There are two distinct types of Claire Lower blogs: Those that contain normal, helpful, explainers and fun little tips (blogs you can send to your mum without explanation); and those that are a little bit fucked up. The latter is easy to spot. Such a blog will have a headline that makes you go, “I bet Claire wrote this,” before you have a chance to click and see the byline. This — a blog in which I tell you how to make a duck fat magic shell — is one of those.
It’s no secret that I’m a somewhat of a hedonist, and a little bit of a pervert. My two favourite topics to write about are food and — when they’ll let me — old porn, though I’m actually not a fan of mixing the two. (I’ve never understood the appeal of chocolate body paint or the whipped cream bikini. Sticky. Disgusting.) Still, there is no denying that this dessert topping which, again, is made with duck fat and chocolate, smacks of sexual perversion. It takes a sick genius to come up with such things, and I am that sicko (yes…ha ha ha…yes!)
Perhaps “genius” is too strong a word, because it’s kind of obvious if you think about for just a second: The classic DIY magic shell is made with coconut oil, an oil that is solid at room temperature and hard when chilled in the freezer. Duck fat is a little softer at both of those temperatures, but still quite solid when frozen, so I figured a one-to-one sub would suffice.
I was right. Making a duck fat magic shell didn’t require any fancy engineering. All I had to do was replace the 2 tablespoons of coconut oil with 2 tablespoons of duck fat, and chuck it in a large Pyrex measuring cup with 200 grams of dark chocolate. I microwaved it in 30-second bursts, stirring in between each, until it was melted and smooth.
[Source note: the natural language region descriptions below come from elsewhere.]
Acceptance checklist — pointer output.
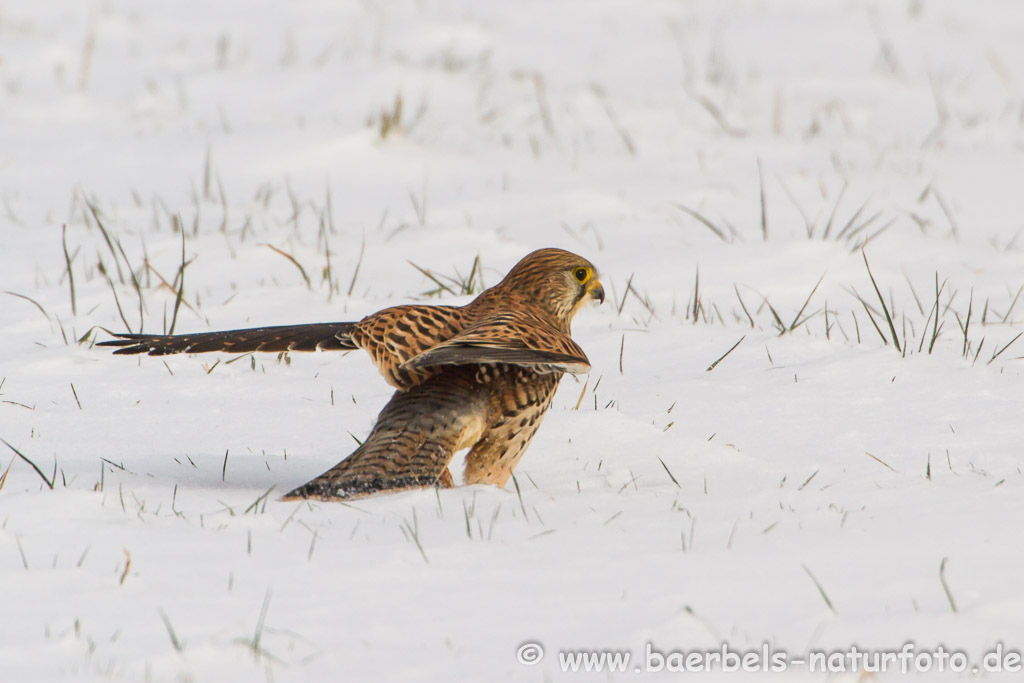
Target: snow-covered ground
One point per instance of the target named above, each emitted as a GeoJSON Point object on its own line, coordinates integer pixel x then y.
{"type": "Point", "coordinates": [815, 491]}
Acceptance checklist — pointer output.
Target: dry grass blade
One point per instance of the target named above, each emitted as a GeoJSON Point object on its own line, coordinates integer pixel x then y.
{"type": "Point", "coordinates": [177, 644]}
{"type": "Point", "coordinates": [885, 309]}
{"type": "Point", "coordinates": [945, 586]}
{"type": "Point", "coordinates": [30, 300]}
{"type": "Point", "coordinates": [626, 294]}
{"type": "Point", "coordinates": [107, 239]}
{"type": "Point", "coordinates": [71, 275]}
{"type": "Point", "coordinates": [796, 321]}
{"type": "Point", "coordinates": [880, 461]}
{"type": "Point", "coordinates": [764, 208]}
{"type": "Point", "coordinates": [669, 472]}
{"type": "Point", "coordinates": [47, 480]}
{"type": "Point", "coordinates": [180, 279]}
{"type": "Point", "coordinates": [294, 261]}
{"type": "Point", "coordinates": [821, 591]}
{"type": "Point", "coordinates": [722, 357]}
{"type": "Point", "coordinates": [999, 352]}
{"type": "Point", "coordinates": [832, 216]}
{"type": "Point", "coordinates": [358, 264]}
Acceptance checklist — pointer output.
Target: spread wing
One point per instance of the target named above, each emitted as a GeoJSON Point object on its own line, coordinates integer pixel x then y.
{"type": "Point", "coordinates": [510, 338]}
{"type": "Point", "coordinates": [324, 336]}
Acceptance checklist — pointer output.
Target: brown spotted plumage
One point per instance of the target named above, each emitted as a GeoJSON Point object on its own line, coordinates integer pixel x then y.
{"type": "Point", "coordinates": [478, 376]}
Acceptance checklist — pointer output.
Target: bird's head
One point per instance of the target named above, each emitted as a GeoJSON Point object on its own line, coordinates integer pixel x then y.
{"type": "Point", "coordinates": [557, 281]}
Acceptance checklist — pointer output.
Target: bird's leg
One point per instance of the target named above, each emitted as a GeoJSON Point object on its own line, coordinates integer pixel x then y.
{"type": "Point", "coordinates": [445, 480]}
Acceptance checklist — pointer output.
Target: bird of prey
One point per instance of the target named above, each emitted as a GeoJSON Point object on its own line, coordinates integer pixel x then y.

Then I poured it on some vanilla ice cream.
I liked it, which is why I’m telling you about it. It was deep, dark, and chocolatey, with a subtle, savoury smokiness. It was also very rich, and it was the richness that was most prominent. Had I not known this shell was made with duck fat, I don’t know that I would have been able to place it immediately, or at least not until I let a large shard of it melt on my tongue. “That’s duck fat,” I mumbled as it softened on my palate. “That’s decadence.”
The duck fat is most noticeable when the sauce is still in its liquid form. I dipped a pretzel in it and it was outstanding, and quite savoury. Right now I have some duck fat magic shell-dipped potato chips setting on some wax paper. I’m not sure if they will harden entirely but if not, that’s OK. I still fully plan to use this sauce as a chip dip.
Perverted? That depends on your world view, but it’s definitely delicious.